Gazette: Fatal Addiction: Falcon High Grad — Gifted and Gracious — Loses Life at 25 to Heroin

Posted 09/19/2017

The Gazette
Stephanie Earls

Seven years and addiction to a lethal drug marked the distance between the frail form laced by tubes and wires to a hospital bed and the Makenzie Taylor Bourdelais who should have been.

There still were echoes of the beautiful and talented "niecster" Tracy Kelley had known, a thoughtful kid who loved animals, art and making people happy, who always got the last word by saying, "I love you more."

And that was, perhaps, the hardest part of watching her die.

"I could still see that same face - she was still there - but she was just destroyed, inside and out," Tracy said. "It just felt like such a waste of a life."

Makenzie had been a popular student, a cheerleader at Falcon High School, academic stalwart and saxophone player in the band, the kind of gifted and gracious teen who calls into question any stereotypes you might have about the in-crowd.


Her senior year, though, she tried heroin.

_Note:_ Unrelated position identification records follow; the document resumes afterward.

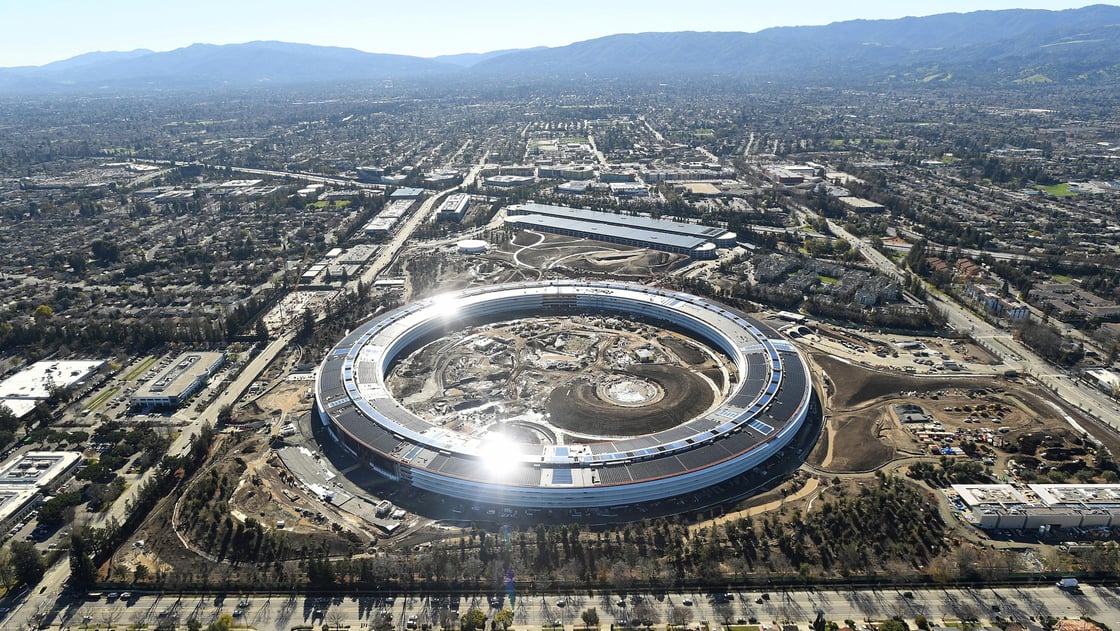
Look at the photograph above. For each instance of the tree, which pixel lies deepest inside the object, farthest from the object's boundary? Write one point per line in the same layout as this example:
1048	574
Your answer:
503	619
27	563
590	616
680	615
83	572
473	620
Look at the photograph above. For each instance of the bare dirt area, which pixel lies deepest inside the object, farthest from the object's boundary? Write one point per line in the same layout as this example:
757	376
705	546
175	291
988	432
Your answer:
579	408
563	379
860	443
1008	425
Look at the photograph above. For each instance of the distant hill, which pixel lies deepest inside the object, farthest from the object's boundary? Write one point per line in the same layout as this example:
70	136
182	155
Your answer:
983	47
254	63
1008	42
467	59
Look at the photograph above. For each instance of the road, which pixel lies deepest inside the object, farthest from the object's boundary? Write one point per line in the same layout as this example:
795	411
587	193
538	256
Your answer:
534	610
389	251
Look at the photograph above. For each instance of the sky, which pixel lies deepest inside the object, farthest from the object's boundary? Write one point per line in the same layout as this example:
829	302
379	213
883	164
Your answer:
39	31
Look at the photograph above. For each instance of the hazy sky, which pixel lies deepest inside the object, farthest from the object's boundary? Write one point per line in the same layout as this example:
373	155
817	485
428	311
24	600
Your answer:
38	31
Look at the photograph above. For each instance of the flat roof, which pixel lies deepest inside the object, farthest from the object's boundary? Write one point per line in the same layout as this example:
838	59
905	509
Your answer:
15	500
38	379
696	230
1078	494
982	494
35	470
180	374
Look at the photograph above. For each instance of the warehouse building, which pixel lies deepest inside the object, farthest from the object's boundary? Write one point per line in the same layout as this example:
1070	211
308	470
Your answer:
26	478
178	381
677	243
719	237
1042	506
22	390
454	207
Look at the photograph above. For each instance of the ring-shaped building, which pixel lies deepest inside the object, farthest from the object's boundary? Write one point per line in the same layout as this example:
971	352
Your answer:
761	414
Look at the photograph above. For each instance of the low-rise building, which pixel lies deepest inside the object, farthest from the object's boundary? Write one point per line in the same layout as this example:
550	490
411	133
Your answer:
179	380
454	207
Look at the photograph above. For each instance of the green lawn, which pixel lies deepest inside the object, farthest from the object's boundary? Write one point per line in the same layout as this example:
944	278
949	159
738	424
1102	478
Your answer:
102	398
1057	189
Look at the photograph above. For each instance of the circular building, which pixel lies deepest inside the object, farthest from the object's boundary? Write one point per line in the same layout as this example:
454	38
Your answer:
765	405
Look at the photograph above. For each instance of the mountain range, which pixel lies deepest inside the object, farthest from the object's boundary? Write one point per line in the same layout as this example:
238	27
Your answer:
981	47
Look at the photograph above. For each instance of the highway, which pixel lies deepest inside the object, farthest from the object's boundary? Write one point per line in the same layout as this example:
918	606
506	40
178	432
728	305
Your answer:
535	610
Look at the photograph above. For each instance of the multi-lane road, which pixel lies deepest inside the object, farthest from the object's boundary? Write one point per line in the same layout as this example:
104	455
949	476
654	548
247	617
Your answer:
537	610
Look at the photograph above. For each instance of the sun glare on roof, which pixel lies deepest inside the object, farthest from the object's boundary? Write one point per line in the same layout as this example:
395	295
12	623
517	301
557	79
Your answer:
497	453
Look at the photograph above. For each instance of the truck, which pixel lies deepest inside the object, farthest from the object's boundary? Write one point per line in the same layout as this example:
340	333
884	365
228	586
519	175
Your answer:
1067	584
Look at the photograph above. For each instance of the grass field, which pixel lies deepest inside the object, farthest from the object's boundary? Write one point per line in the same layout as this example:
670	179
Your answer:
139	369
102	398
1057	189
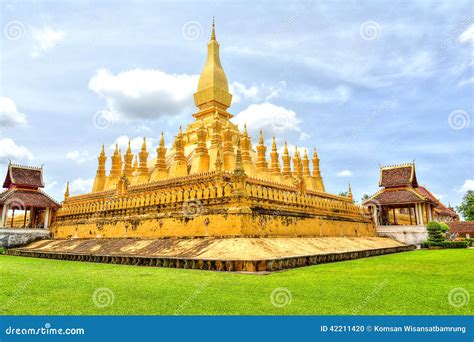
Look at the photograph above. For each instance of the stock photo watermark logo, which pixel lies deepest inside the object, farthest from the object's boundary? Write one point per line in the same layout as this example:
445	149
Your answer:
192	208
192	30
459	119
14	30
458	297
370	30
103	297
281	297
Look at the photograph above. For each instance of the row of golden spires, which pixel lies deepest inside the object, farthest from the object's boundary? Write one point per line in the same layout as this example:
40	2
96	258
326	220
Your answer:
135	167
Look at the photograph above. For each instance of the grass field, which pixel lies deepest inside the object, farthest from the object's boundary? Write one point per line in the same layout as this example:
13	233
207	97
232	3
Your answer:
415	283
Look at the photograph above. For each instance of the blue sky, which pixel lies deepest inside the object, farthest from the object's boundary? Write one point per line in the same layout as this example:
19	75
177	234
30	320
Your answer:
366	83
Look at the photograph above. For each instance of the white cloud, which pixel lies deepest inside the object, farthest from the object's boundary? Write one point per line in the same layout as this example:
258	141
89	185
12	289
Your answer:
344	173
339	94
45	39
239	91
468	35
10	150
468	185
49	186
145	94
79	157
9	114
272	119
262	92
80	186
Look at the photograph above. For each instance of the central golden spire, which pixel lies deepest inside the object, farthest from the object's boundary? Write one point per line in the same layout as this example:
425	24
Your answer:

The drug opened a door she would spend the rest of her short life struggling to close.

"She told my mom she knew the very first time she tried it that she was addicted," said Tracy, whose parents, Herb and Judy Bourdelais, were Makenzie's primary caregivers from the time she was 1 and legally adopted her when she was 6.

At first, Makenzie smoked the drug, but she graduated to injecting it. That act, and most likely a dirty needle, introduced bacteria that traveled through her bloodstream and found purchase on a valve of her heart, flourishing into a life-threatening inflammation known as endocarditis.

Makenzie died July 5, at age 25, after the infection overwhelmed her heart and spread throughout her body.

Though endocarditis is a diagnosis once rarely seen in younger patients, hospitals in Colorado and nationwide are noting a discouraging trend as more otherwise-healthy IV drug users arrive needing emergency treatment for a heart condition that, without medical intervention, invariably is fatal.

Gateway to addiction

Heroin is reaping the sinister benefits of the nation's prescription painkiller epidemic. Among a class of "opioid" drugs - highly addictive legal and illegal chemical cousins, of varying potency, that relieve pain primarily by triggering euphoria in the brain - heroin use has risen fivefold in the past decade, and doctors are in general agreement as to why.

"What we're seeing in our community and throughout the country, patients have normal lives and they have an incident or develop a condition and a well-meaning physician puts them on a pain medication for a while," said Dr. Scott Ross, a pain management specialist and anesthesiologist with Penrose-St. Francis Health Services. "Over time, they start taking more and more of the medication and the drug is now being used because it makes them feel better rather than for pain relief. They become dependent on it."

With more states, including Colorado, aiming to throttle the crisis at its source by enacting sweeping changes to the way doctors prescribe drugs and track patients who receive them, feeding a pharmaceutical addiction, legally, is tougher than ever.

"These folks find another way to get it, on the street. They find a cheaper alternative, and unfortunately heroin is making a resurgence as an alternative," Ross said. "That's becoming more and more common. It's very sad."

In 2016, the number of people dying from traditional opioid painkillers, including oxycodone and hydrocodone, dropped - from 259 to 188, the lowest it has been in at least six years, according to the Colorado Department of Public Health and Environment. That same period, however, also saw a 23 percent rise in fatal heroin overdoses in Colorado.

And overdose isn't the only way the drug, and a user's method of introducing it into the body, can sicken and kill.

El Paso County Public Health blames an increase in IV drug use among people age 20 to 39 for a spike in the chronic hepatitis C diagnoses among that population, a number that has doubled since 2015 and shows little signs of slowing.